Sauce or no sauce?
It's a discussion you hear all the time between barbecue lovers across North Carolina, Memphis, Kansas City and Texas. But you won't hear much argument for sauce when it comes to steak.
Unless you're Chris Webber.
The former NBA All-Star recently got into it with the staff at a high-end steakhouse over whether he should get to put the condiment on his cow. The restaurant informed Webber that they didn't carry steak sauce, nor would they whip any up for him. Webber handled the situation pretty well, electing to take it home and dress it up there.
"I put the steak in a nice to-go container, waited until my wife ate," Webber told ESPN Radio. "I took that steak home, put it on some bread, put a ton of steak sauce on it and I made a steak sandwich."
But the story didn't end there.
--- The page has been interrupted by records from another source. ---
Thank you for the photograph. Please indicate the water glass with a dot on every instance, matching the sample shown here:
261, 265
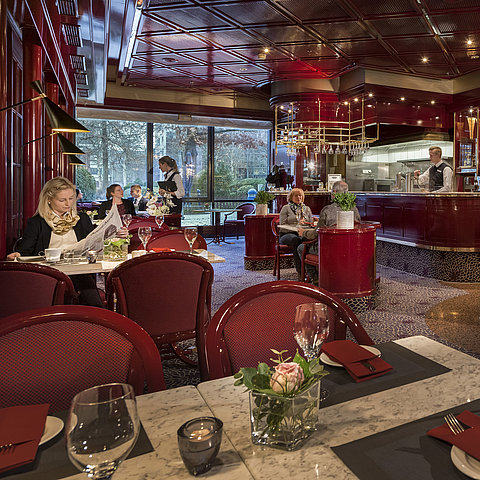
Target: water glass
102, 428
190, 236
199, 442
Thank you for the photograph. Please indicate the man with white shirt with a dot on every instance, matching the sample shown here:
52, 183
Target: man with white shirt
139, 201
438, 178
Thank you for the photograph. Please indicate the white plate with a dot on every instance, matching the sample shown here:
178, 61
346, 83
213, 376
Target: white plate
53, 426
328, 361
465, 463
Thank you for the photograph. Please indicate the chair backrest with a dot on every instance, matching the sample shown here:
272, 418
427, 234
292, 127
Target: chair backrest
169, 294
261, 317
48, 355
245, 209
24, 286
175, 239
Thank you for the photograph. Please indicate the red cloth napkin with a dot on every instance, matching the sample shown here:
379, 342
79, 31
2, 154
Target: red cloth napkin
22, 426
350, 355
468, 441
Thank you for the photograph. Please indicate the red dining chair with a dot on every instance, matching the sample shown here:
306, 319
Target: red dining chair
237, 223
50, 354
169, 294
281, 251
261, 317
175, 239
24, 286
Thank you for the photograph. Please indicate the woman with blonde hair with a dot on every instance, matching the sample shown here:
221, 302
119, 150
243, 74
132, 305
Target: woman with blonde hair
57, 224
294, 214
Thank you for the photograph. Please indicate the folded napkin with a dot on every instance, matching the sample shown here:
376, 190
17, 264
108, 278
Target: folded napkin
22, 426
468, 441
351, 356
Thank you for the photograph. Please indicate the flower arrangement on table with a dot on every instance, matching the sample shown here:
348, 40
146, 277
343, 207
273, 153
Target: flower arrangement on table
284, 402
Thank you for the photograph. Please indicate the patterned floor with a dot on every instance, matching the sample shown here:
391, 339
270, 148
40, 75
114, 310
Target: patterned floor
407, 305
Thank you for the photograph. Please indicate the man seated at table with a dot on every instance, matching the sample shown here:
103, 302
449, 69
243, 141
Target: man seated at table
139, 201
327, 218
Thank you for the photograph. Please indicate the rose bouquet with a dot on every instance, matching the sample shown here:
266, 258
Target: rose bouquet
284, 402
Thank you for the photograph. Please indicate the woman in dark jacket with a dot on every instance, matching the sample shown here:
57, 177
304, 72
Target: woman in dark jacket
115, 194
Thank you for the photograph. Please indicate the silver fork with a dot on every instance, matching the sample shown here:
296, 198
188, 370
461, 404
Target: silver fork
453, 424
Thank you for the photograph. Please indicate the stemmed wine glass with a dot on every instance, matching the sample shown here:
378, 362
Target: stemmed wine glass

Even the celeb gossipers at TMZ picked it up:
Then Webber returned to Twitter to ask his fans who was out of line, him or the restaurant.
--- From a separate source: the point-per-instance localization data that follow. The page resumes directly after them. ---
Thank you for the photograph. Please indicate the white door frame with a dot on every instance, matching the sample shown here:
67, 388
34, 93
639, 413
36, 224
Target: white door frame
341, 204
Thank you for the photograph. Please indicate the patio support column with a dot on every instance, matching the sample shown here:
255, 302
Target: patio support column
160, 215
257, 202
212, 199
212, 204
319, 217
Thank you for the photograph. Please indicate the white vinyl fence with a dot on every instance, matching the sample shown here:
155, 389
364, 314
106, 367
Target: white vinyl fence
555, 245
"TMZ says i'm a steak snob! What do you think? Sauce or No Sauce?" Webber tweeted on Wednesday.
Technically, the restaurant would be the steak snob in this scenario, but I digress. Since then, the Twitter-verse has been flooded with people choosing sides by adding #sauce or #nosauce to their posts.
Even the Mayor of St. Louis chimed in with his approval for the condiment.
Webber also built a poll on his website for fans to vote. As of the time of this story, "sauce" had the edge by a single vote. (Sounds like the debt ceiling crisis.)
It shouldn't be this close, though. We're not talking about a $9 steak from Sizzler. I'm sure many of you will disagree, like the time I told Gordon Hayward he needed to stop eating at Olive Garden. But don't order a dry-aged, $100 steak if you plan on dousing it in $2 A-1.
Webber is entitled to his opinion though, which he summed up with this tweet:
"Hamburger -- need ketchup Steaks need steak sauce I'm not European -- I love sauce Ok. I own a coffee shop I won't serve sugar or cream."
So the sauce or no sauce debate rages on. I guess we'll have to wait to get into the fact that he ordered his steak well-done.